Once the organization structures support risk taking, support the behaviors one-on-one. When you see or hear someone pushing the edge of their thinking, step up and ask questions to push further. Brainstorm with them, and walk the example of encouraging people to push their (and the organization’s) edge. When someone has an idea that could lead to great learning, help her pursue it by giving her time and resources.

Also watch how others treat risk taking and mistakes. If you overhear someone making fun of someone else’s mistake or missed targets, ask them, “I wonder if the mistake was because they were trying something new?” Start exploring in conversation whether those present are taking enough risks. If you’re greeted with cynicism and incredulity, “If we did that, we’d just get fired and lose our bonuses,” celebrate! People are handing you their specific objections to risk taking. You can then ask simply, “What would have to happen for you to feel safe enough go out on a limb and try?”

Start learning reviews with facts


Even with one-on-one support for your people, it’s safest to structure project reviews as a review of facts. In fact, there’s no need to make a retrospective personal. Limit analysis to an examination of what did and didn’t happen. Keep personal responsibility out of it, and bring in personal commitment only when the team begins exploring the future. Once learning becomes commonplace, people will become comfortable owning their part in what happens.

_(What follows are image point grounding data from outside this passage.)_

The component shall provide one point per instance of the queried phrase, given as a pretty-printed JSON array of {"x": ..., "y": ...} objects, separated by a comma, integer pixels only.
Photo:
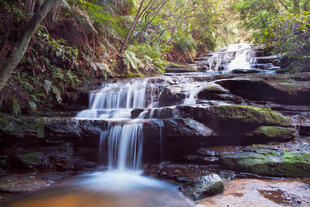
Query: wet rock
[
  {"x": 234, "y": 117},
  {"x": 175, "y": 137},
  {"x": 27, "y": 130},
  {"x": 213, "y": 92},
  {"x": 284, "y": 91},
  {"x": 271, "y": 163},
  {"x": 205, "y": 186},
  {"x": 246, "y": 71},
  {"x": 273, "y": 133},
  {"x": 171, "y": 95}
]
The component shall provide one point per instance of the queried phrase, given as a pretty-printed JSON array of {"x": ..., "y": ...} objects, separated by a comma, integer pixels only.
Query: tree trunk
[
  {"x": 138, "y": 15},
  {"x": 21, "y": 45}
]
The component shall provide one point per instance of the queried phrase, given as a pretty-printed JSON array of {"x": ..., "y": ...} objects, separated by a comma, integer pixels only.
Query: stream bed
[{"x": 224, "y": 136}]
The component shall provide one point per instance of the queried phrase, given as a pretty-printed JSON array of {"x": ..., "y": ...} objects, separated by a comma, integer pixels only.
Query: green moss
[
  {"x": 274, "y": 132},
  {"x": 286, "y": 164},
  {"x": 22, "y": 126},
  {"x": 251, "y": 115},
  {"x": 176, "y": 65},
  {"x": 131, "y": 74}
]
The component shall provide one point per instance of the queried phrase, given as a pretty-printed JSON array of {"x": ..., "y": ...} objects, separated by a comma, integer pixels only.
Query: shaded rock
[
  {"x": 273, "y": 133},
  {"x": 174, "y": 138},
  {"x": 28, "y": 130},
  {"x": 285, "y": 91},
  {"x": 178, "y": 68},
  {"x": 205, "y": 186},
  {"x": 171, "y": 95},
  {"x": 280, "y": 164},
  {"x": 213, "y": 92},
  {"x": 234, "y": 117}
]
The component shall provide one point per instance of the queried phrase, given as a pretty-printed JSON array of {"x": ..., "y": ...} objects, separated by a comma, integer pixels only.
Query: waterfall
[
  {"x": 236, "y": 56},
  {"x": 123, "y": 137}
]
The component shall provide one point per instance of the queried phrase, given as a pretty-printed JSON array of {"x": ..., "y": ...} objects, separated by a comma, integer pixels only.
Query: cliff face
[{"x": 71, "y": 47}]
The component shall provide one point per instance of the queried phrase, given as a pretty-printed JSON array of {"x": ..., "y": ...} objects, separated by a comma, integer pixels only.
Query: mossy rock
[
  {"x": 21, "y": 127},
  {"x": 212, "y": 91},
  {"x": 285, "y": 164},
  {"x": 273, "y": 133},
  {"x": 249, "y": 115},
  {"x": 208, "y": 185}
]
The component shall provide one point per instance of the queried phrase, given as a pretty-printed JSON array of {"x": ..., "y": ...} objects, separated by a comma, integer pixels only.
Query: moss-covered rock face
[
  {"x": 249, "y": 115},
  {"x": 273, "y": 133},
  {"x": 270, "y": 163},
  {"x": 22, "y": 127},
  {"x": 210, "y": 90},
  {"x": 208, "y": 185}
]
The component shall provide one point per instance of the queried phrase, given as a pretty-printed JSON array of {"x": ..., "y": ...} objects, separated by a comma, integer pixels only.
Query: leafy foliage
[{"x": 281, "y": 25}]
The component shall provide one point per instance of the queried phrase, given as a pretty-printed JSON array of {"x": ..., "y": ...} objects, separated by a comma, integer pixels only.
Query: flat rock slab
[{"x": 261, "y": 193}]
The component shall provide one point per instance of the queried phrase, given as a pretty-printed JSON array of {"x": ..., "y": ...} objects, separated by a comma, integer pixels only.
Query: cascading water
[
  {"x": 123, "y": 137},
  {"x": 236, "y": 56}
]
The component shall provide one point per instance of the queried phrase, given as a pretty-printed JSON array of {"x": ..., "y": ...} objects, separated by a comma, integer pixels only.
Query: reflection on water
[{"x": 106, "y": 189}]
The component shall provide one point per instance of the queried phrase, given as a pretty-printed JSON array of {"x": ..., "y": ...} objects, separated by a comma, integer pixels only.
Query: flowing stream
[{"x": 121, "y": 142}]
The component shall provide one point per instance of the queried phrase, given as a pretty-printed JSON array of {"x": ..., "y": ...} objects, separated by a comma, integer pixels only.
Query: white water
[
  {"x": 236, "y": 56},
  {"x": 123, "y": 138}
]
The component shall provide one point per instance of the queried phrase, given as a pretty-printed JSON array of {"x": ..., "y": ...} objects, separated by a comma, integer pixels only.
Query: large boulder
[
  {"x": 234, "y": 117},
  {"x": 171, "y": 95},
  {"x": 278, "y": 90},
  {"x": 208, "y": 185},
  {"x": 270, "y": 163},
  {"x": 273, "y": 133}
]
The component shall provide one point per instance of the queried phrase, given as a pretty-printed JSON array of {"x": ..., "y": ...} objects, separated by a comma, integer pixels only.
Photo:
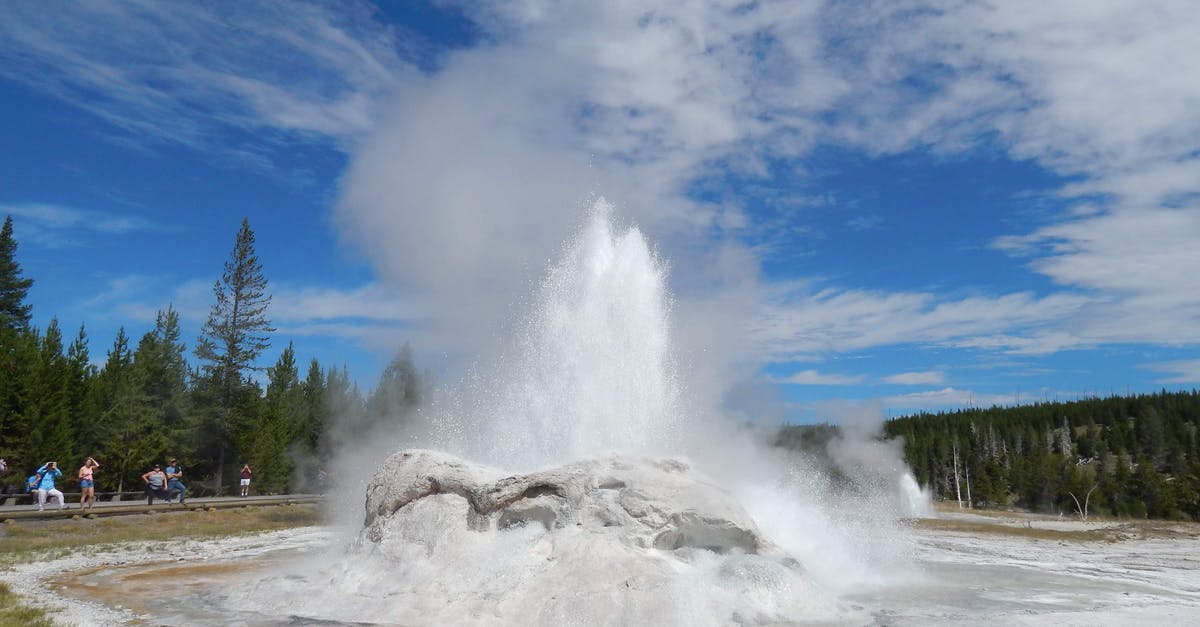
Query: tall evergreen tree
[
  {"x": 233, "y": 338},
  {"x": 13, "y": 311},
  {"x": 268, "y": 441}
]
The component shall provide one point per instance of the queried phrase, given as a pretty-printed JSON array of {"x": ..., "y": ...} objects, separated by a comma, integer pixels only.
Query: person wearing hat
[
  {"x": 175, "y": 481},
  {"x": 156, "y": 484}
]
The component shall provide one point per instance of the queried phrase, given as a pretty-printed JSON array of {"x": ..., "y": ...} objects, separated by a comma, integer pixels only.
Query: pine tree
[
  {"x": 268, "y": 442},
  {"x": 13, "y": 311},
  {"x": 234, "y": 335}
]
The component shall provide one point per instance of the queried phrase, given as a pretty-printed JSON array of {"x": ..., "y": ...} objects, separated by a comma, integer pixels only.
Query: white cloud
[
  {"x": 799, "y": 322},
  {"x": 180, "y": 72},
  {"x": 467, "y": 179},
  {"x": 813, "y": 377},
  {"x": 947, "y": 398},
  {"x": 1186, "y": 371},
  {"x": 928, "y": 377}
]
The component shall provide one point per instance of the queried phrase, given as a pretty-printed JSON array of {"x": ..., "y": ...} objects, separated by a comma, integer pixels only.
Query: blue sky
[{"x": 922, "y": 204}]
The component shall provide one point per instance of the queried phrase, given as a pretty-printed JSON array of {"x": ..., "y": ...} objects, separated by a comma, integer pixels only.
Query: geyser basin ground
[{"x": 995, "y": 569}]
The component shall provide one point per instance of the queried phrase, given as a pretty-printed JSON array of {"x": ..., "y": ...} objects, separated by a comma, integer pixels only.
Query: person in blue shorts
[
  {"x": 175, "y": 481},
  {"x": 88, "y": 484},
  {"x": 49, "y": 472}
]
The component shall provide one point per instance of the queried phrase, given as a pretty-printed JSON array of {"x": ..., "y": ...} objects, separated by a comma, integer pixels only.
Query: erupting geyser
[{"x": 575, "y": 488}]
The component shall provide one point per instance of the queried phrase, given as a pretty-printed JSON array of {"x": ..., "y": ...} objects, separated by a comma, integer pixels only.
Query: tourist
[
  {"x": 245, "y": 479},
  {"x": 156, "y": 484},
  {"x": 49, "y": 472},
  {"x": 175, "y": 481},
  {"x": 88, "y": 484}
]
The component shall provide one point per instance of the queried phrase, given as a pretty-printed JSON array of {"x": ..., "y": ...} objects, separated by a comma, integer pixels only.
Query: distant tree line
[
  {"x": 1134, "y": 457},
  {"x": 148, "y": 402}
]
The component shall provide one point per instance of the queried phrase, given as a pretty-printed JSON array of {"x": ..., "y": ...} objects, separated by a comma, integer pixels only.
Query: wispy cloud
[
  {"x": 813, "y": 377},
  {"x": 946, "y": 399},
  {"x": 1186, "y": 371},
  {"x": 180, "y": 72},
  {"x": 802, "y": 322},
  {"x": 57, "y": 226},
  {"x": 929, "y": 377},
  {"x": 643, "y": 100}
]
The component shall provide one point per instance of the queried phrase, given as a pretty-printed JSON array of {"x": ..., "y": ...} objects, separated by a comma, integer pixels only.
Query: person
[
  {"x": 49, "y": 472},
  {"x": 88, "y": 484},
  {"x": 245, "y": 479},
  {"x": 156, "y": 484},
  {"x": 175, "y": 481}
]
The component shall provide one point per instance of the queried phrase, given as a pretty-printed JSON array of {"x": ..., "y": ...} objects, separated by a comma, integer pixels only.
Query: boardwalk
[{"x": 108, "y": 508}]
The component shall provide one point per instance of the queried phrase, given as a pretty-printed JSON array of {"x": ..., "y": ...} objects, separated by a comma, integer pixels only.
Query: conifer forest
[{"x": 145, "y": 401}]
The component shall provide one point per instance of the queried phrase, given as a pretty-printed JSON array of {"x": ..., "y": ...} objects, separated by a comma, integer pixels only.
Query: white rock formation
[{"x": 609, "y": 541}]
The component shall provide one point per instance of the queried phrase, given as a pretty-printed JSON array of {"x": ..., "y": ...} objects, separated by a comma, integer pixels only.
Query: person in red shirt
[{"x": 245, "y": 479}]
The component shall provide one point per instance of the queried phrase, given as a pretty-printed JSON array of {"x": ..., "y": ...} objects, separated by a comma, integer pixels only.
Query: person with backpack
[
  {"x": 175, "y": 481},
  {"x": 88, "y": 484},
  {"x": 49, "y": 472},
  {"x": 246, "y": 473},
  {"x": 156, "y": 484}
]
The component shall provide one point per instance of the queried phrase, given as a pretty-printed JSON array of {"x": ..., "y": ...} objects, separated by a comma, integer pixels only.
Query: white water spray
[
  {"x": 612, "y": 537},
  {"x": 589, "y": 371}
]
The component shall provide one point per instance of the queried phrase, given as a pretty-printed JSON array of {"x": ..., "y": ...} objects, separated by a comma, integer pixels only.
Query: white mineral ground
[{"x": 615, "y": 541}]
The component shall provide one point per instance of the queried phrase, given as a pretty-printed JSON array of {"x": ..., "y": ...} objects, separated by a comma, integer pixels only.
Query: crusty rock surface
[
  {"x": 660, "y": 503},
  {"x": 604, "y": 541}
]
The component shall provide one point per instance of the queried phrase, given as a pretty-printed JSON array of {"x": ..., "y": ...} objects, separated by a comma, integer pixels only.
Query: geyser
[{"x": 570, "y": 484}]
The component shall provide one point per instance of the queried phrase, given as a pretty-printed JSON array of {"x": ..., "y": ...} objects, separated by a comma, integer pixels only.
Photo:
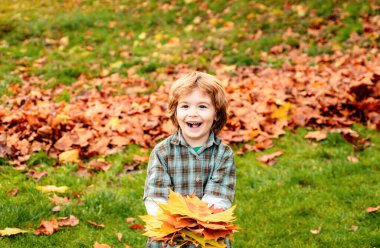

At project reviews, the team will assume that its own behavior was flawless. The ubiquitous “they” was the source of all problems. “They” delivered materials late. “They” passed restrictive legislation. “They” didn’t provide the needed direction or focus. A team must get “they” out of its system before considering its own part in what happened.

Have everyone gather together facing a whiteboard (so it’s “us” vs. the whiteboard), and make a big list of everything that went wrong, no matter whose fault. List facts without judgment. If specific people are mentioned, remove the blame and just describe circumstances. “Bob handed in the report late” would become “Report handed in late.”

Then make a second list of all the good things that happened. Be specific. “We supported each other” is too vague. “We stayed late and took on each other’s work in order to meet a tight deadline” is just about right. At the end of this exercise, you’ll have a list of specific actions that can serve as a jumping-off point.

For each “bad” action, ask the team:

  • What choices could we have made to avoid the bad action?
  • What choices did we make that should have been avoided?
  • What misinterpretations of events, motivations, and actions did we make that led to the bad action?
  • What were the correct interpretations?
  • What do all these imply about what we should and shouldn’t do going forward?


For each “good” action, ask:

  • What did we do to cause this?
  • Is there anything we refrained from doing that allowed this to happen?
  • Did our interpretation of events, motivations, and actions help this action come to pass?
  • What do all these imply about what we should do and shouldn’t do going forward?

What you’re after is team learning. If Bob handed in a report three weeks late, the only question that mentions Bob is the question, “How can the team help Bob get the report done on time?” By discussing facts and framing the team’s involvement as one of future joint responsibility, you are shifting from a frame of “Who did what right/wrong?” to “What happened, and how can we help it happen better next time?”

Cultures—learning or not—become self-fulfilling prophecies. If your company has a conservative culture, it’s probably full of people who self-selected not to take risks and not to admit mistakes. Shifting that culture means addressing fears with substance: make sure your organization supports risk-taking in its rewards and performance measures. Model that support in your daily interactions. And even then, you’ll get the best learning when you carefully separate judgments from facts, and keep people engaged in finding solutions rather than rehashing blame. Our society does a great job of squelching learning instincts, but with patience, care, and precise communication, you can make it safe for a group to re-create a culture of learning and exploration.